The play, about the founding of the Communist Party of China (CPC), is set to debut in Shanghai in September. Many fans of the show have expressed their eagerness in having to wait to see the red patriotic work showing the spirit of China's revolutionary pioneers on stage.

Another stage performance scheduled for September is the musical Jiang Jie (Sister Jiang), named after the revolutionary figure from China's best-selling 1961 novel Red Rock. The work has captured the attention of young people, sparking their interest in live theater. 

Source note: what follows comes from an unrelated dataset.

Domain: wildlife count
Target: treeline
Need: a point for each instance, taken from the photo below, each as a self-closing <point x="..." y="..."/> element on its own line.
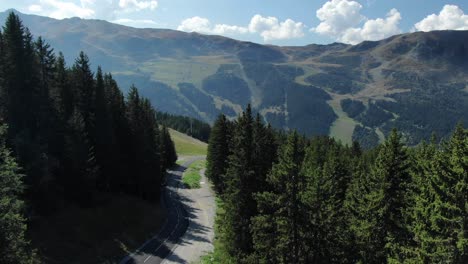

According to industry insiders, no matter if it the soon to be staged The Awakening Age and Jiang Jie, or the original Chinese play Teacher Guimei, which gained massive attention in 2021 by telling the well-known true story of a teacher who insists on bringing education opportunities to girls in poor areas, are good examples of the high quality patriotic stage performances that have been gaining positive remarks from young audiences recently, reflecting how the market for these works has grown. 

The secret of these works' ability to attract the attention of young people lies in stories that resonant with audiences and vivid characters that come across as real people. 

Besides being meaningful in a social context, they also remain entertaining and commercially profitable as well as praiseworthy in terms of their innovative artistic style.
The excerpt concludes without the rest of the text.